A Corner exclusive: How many times have you read and heard in the mainstream media that terrorists were waterboarded more than 180 times?

It turns out that’s not true. What is?

According to two sources, both of them very well-informed and reliable (but preferring to remain anonymous), the 180-plus times refers not to sessions of waterboarding, but to “pours” — that is, to instances of water being poured on the subject.

Under a strict set of rules, every pour of water had to be counted — and the number of pours was limited.

Also: Waterboarding interrogation sessions were permitted on no more than five days within any 30-day period.

No more than two sessions were permitted in any 24-hour period.

A session could last no longer than two hours.

There could be at most six pours of water lasting ten seconds or longer — and never longer than 40 seconds — during any individual session.

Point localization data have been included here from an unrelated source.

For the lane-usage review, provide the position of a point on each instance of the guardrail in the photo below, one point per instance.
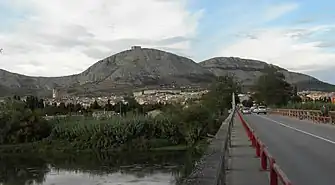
(211, 168)
(312, 115)
(267, 161)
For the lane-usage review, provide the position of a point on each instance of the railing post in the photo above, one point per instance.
(258, 148)
(264, 160)
(273, 173)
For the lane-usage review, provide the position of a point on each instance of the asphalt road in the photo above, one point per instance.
(305, 151)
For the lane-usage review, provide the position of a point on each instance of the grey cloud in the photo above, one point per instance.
(247, 35)
(327, 44)
(96, 53)
(304, 21)
(173, 40)
(74, 35)
(326, 75)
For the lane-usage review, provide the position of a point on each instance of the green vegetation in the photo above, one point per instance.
(272, 89)
(22, 123)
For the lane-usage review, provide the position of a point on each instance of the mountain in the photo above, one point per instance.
(147, 68)
(248, 71)
(135, 68)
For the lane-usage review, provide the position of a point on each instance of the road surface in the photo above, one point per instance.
(305, 151)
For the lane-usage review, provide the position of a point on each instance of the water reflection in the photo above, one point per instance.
(159, 168)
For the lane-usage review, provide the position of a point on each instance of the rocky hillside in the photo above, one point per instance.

Water could be poured on a subject for a combined total of no more than 12 minutes during any 24 hour period.

You do the math.

Even if true, I see this as a distinction without a difference. For years, the operating assumption was that KSM was waterboarded in one 90-second session, and then broke down. This conveyed a sense that the practice was used in a singular, last ditch effort to get him to talk, and lended credence to the idea that this kind of thing would only be used to prevent an imminent attack — the so-called “ticking time bomb” scenario. Now the argument is that it wasn’t 183 sessions, but 183 pours, and that the session could last no longer than two hours and it couldn’t be performed for more than five days in a month. Whatever the case, we now know that the technique was employed more often than we originally thought, and the fact that it was done over the course of a month undermines the idea of a “ticking time bomb.” Since we’re now operating with a different set of facts, at least in my case, it’s forced me to reexamine my own stance on this issue, even though abstractly I think that waterboarding is morally justifiable if using the technique is the only way to save thousands of innocent lives.